There were 286 new COVID-19 cases reported within the last 24 hours in Montana, with 1,851 total active cases in the state as of Thursday. The last time the state was over 1,800 active cases was in February, according to MTN data.
Flathead County added the most new cases, with 62 reported Thursday raising the total active to 453. Yellowstone and Missoula counties saw the second-largest increase in new cases, both reporting 31 new cases. Yellowstone is now at 249 active cases, while Missoula is at 192
There were two new deaths reported Wednesday; the total number of Montanans who have died due to COVID is now 1,720, according to the Montana Department of Public Health & Human Services (DPHHS).

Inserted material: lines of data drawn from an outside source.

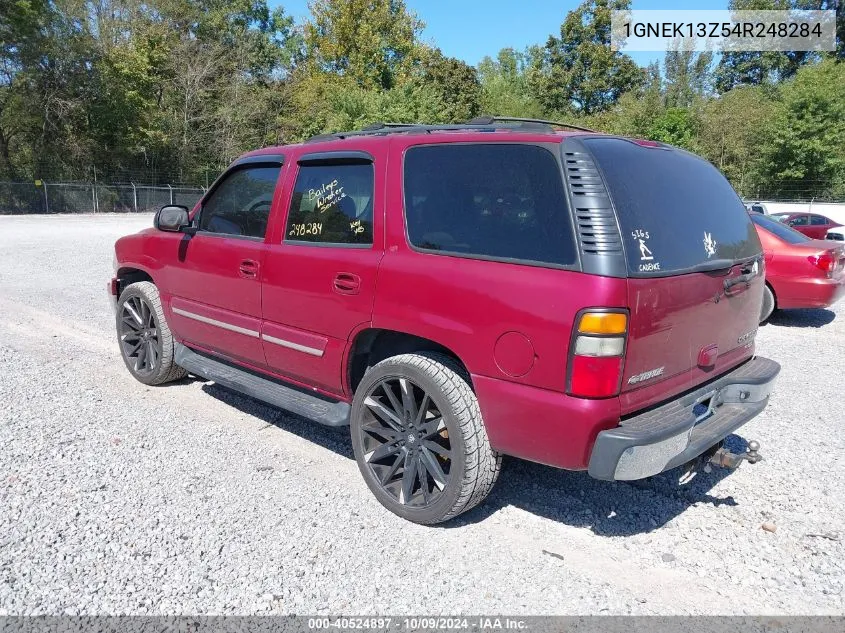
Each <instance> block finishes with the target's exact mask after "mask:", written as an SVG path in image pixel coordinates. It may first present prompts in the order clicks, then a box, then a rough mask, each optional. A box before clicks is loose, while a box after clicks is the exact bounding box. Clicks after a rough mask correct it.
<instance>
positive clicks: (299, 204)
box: [285, 162, 373, 245]
mask: <svg viewBox="0 0 845 633" xmlns="http://www.w3.org/2000/svg"><path fill="white" fill-rule="evenodd" d="M285 241H299V242H312V243H318V244H360V245H369V244H372V243H373V164H372V163H370V162H361V163H339V164H319V165H301V166H300V168H299V174H298V175H297V177H296V185H295V186H294V190H293V196H292V197H291V206H290V212H289V213H288V222H287V226H286V227H285Z"/></svg>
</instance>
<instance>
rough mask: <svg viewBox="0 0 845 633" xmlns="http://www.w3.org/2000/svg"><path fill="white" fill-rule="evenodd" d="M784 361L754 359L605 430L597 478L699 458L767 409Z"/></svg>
mask: <svg viewBox="0 0 845 633" xmlns="http://www.w3.org/2000/svg"><path fill="white" fill-rule="evenodd" d="M779 372H780V365H778V364H777V363H776V362H774V361H772V360H769V359H768V358H760V357H757V358H754V359H752V360H750V361H748V362H747V363H745V364H743V365H741V366H740V367H737V368H736V369H734V370H733V371H731V372H729V373H727V374H725V375H724V376H722V377H720V378H718V379H716V380H714V381H713V382H711V383H709V384H707V385H704V386H702V387H700V388H698V389H695V390H693V391H691V392H689V393H686V394H684V395H683V396H681V397H680V398H678V399H676V400H673V401H671V402H669V403H667V404H664V405H662V406H659V407H657V408H655V409H652V410H650V411H647V412H646V413H641V414H639V415H635V416H632V417H630V418H626V419H624V420H622V422H621V423H620V425H619V426H618V427H616V428H613V429H609V430H606V431H602V432H601V433H599V434H598V437H597V438H596V442H595V445H594V446H593V451H592V454H591V455H590V463H589V467H588V472H589V474H590V475H591V476H593V477H595V478H596V479H605V480H632V479H642V478H644V477H650V476H652V475H656V474H658V473H661V472H663V471H664V470H669V469H671V468H675V467H676V466H680V465H681V464H684V463H686V462H688V461H689V460H691V459H693V458H695V457H698V456H699V455H701V453H703V452H704V451H706V450H707V449H708V448H710V447H711V446H713V445H714V444H717V443H718V442H720V441H721V440H723V439H724V438H725V437H727V436H728V435H730V434H731V433H733V432H734V431H735V430H736V429H738V428H739V427H740V426H742V425H743V424H745V423H746V422H748V421H749V420H751V419H752V418H753V417H754V416H756V415H757V414H758V413H760V412H761V411H762V410H763V409H765V408H766V405H767V404H768V401H769V395H770V394H771V392H772V387H773V386H774V383H775V379H776V378H777V375H778V373H779Z"/></svg>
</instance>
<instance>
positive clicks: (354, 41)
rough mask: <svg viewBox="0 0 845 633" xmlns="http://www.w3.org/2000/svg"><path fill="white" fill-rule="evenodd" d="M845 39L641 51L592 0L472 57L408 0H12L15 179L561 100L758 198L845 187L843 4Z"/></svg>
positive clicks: (522, 110)
mask: <svg viewBox="0 0 845 633" xmlns="http://www.w3.org/2000/svg"><path fill="white" fill-rule="evenodd" d="M843 4H845V3H837V2H836V0H732V2H731V7H732V8H736V9H739V8H788V7H802V8H822V9H824V8H834V7H835V8H836V9H837V11H838V13H837V15H838V16H839V18H838V19H839V22H838V27H837V28H838V29H839V40H838V50H837V52H836V53H832V54H829V55H818V54H804V53H777V52H776V53H731V54H727V55H724V56H722V58H721V60H720V62H719V63H718V65H717V66H716V68H715V72H714V69H713V66H714V63H713V59H712V56H711V55H710V54H708V53H696V52H692V51H687V50H681V49H677V50H673V51H669V52H668V53H667V55H666V57H665V61H664V64H663V67H662V68H661V67H660V66H659V65H657V64H652V65H651V66H649V68H647V69H641V68H639V67H637V66H636V64H634V62H633V61H632V60H631V58H630V57H628V56H626V55H623V54H621V53H617V52H613V51H611V50H610V48H609V47H608V46H607V43H608V41H609V37H610V12H611V11H612V10H614V9H626V8H628V7H629V6H630V1H629V0H584V2H583V3H582V4H581V5H580V6H579V7H577V8H576V9H575V10H574V11H570V12H569V13H568V14H567V15H566V16H565V18H564V20H563V23H562V24H561V26H560V33H559V36H553V37H550V38H549V39H548V41H547V42H546V44H545V45H544V46H530V47H528V48H526V49H525V50H522V51H517V50H514V49H512V48H505V49H502V50H501V51H499V52H498V54H496V55H495V56H494V57H485V58H484V59H483V60H482V61H481V62H480V63H479V65H478V68H477V69H476V68H472V67H470V66H468V65H467V64H465V63H464V62H462V61H460V60H458V59H454V58H450V57H448V56H447V55H444V54H443V53H442V52H441V51H440V50H439V49H438V48H436V47H435V46H433V45H429V44H426V43H424V42H422V41H420V32H421V29H422V22H421V21H420V20H419V19H418V18H417V17H416V15H414V14H413V13H411V12H410V11H408V9H407V7H406V4H405V2H404V1H403V0H312V2H311V4H310V8H311V16H310V18H309V19H308V20H307V21H306V22H305V23H304V24H300V25H295V24H294V23H293V20H292V19H291V18H290V17H289V16H287V15H286V14H285V12H284V10H283V9H282V8H281V7H279V8H276V9H273V10H271V8H270V6H269V4H268V0H7V1H6V2H3V3H0V179H13V180H14V179H27V180H29V179H34V178H42V179H90V178H91V177H92V175H93V173H94V170H96V173H97V174H98V177H99V178H101V179H107V180H114V181H129V180H132V179H133V178H134V177H135V176H137V175H139V174H140V177H141V178H143V179H144V180H146V181H149V180H155V179H160V180H163V181H171V182H175V181H177V180H181V181H186V182H193V183H204V182H206V180H210V179H211V178H213V177H214V175H215V174H216V173H217V172H219V171H220V170H221V169H222V168H224V167H225V166H226V165H227V164H228V163H229V162H230V161H231V160H232V159H233V158H235V157H236V156H237V155H239V154H240V153H242V152H244V151H246V150H249V149H253V148H256V147H261V146H266V145H271V144H278V143H281V142H291V141H297V140H302V139H304V138H307V137H309V136H312V135H315V134H320V133H324V132H328V131H337V130H347V129H355V128H360V127H362V126H365V125H367V124H370V123H374V122H377V121H387V122H391V121H406V122H421V123H438V122H460V121H465V120H467V119H470V118H472V117H474V116H477V115H479V114H481V113H484V114H493V115H504V116H508V115H509V116H521V117H533V118H549V119H557V118H563V119H567V120H570V121H571V122H572V123H576V124H579V123H580V124H581V125H585V126H587V127H591V128H594V129H599V130H603V131H607V132H610V133H615V134H623V135H628V136H633V137H640V138H651V139H656V140H659V141H663V142H667V143H670V144H673V145H677V146H680V147H684V148H686V149H689V150H692V151H695V152H697V153H700V154H701V155H703V156H705V157H706V158H707V159H709V160H710V161H712V162H713V163H714V164H715V165H717V166H718V167H719V168H720V169H721V170H722V171H723V172H724V173H725V174H726V175H727V177H728V178H729V179H730V180H731V182H732V183H733V184H734V186H735V187H736V188H737V189H738V190H739V191H740V192H741V193H742V194H743V195H746V196H750V197H761V196H777V195H779V196H785V197H794V196H797V195H804V196H812V195H819V196H845V77H844V76H845V63H842V59H843V57H845V51H843V33H844V31H843V26H845V24H843V22H844V21H845V18H843V8H842V5H843Z"/></svg>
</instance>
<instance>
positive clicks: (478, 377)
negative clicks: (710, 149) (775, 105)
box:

The number of people currently hospitalized due to COVID is 135, up 10 from Wednesday. The cumulative number of hospitalizations in Montana due to the virus is 5,804. To date, roughly 1 in 20 (4.9%) reported COVID cases in the state has resulted in a hospitalization.
The number of state residents who have been fully immunized against the virus is now 445,438 (about 48% of the state population). The total number of doses administered is 900,987. If you want to get vaccinated, contact your county health department, or click here.
There have been 117,610 cumulative cases of COVID in Montana. The cumulative number of recoveries is now 114,039. The total number of COVID tests administered in Montana is 1,517,776.
Visit the DPHHS website at any time for current state data and county-specific information.
Adam Meier, director of DPHHS, said in a news release on Thursday that COVID-related hospitalization data from the past eight weeks from June 5 to July 30 shows that 89% of Montanans who were hospitalized had not received the COVID vaccine. The data includes 358 hospitalizations of Montanans during this time frame. The hospitalizations included an age range from 1 to 97, with a median age of 64.
DPHHS also reports that the average daily number of COVID hospitalizations has slowly started to trend upward to the current average of 95 people. This includes a 44% increase from the week ending July 23 to the week ending July 30.
For context, last November, the average daily COVID hospitalizations were 427 people, which was the month with the highest reported COVID cases and hospitalizations.
According to DPHHS, the trend of new COVID-19 positive cases continues to increase. For the week ending June 25, there were 359 cases reported and for the week ending July 30 there were 1,180 cases reported statewide.
“This data illustrates just how effective the COVID-19 vaccine is in preventing serious illness when you consider how far we’ve come since the vaccine first became available,” Meier said. “The data is also a reminder of how important it is to get vaccinated. This is now a vaccine-preventable disease, and the last thing we want to see are more cases and hospitalizations. The COVID-19 vaccine is the best tool we have to prevent serious illness and hospitalization. The fall and winter months are just around the corner. Now is the time to get the vaccine.”
DPHHS officials also say the number of individuals receiving their first vaccine dose has started to steadily increase over the past several weeks, after declining in June and the first part of July. For example, for the week ending July 23 to the week ending July 30, there was an 18% increase in individuals receiving their first dose administration. “This is an encouraging sign to see that more people are deciding to get vaccinated, and I hope this trend continues in the coming weeks,” Meier said.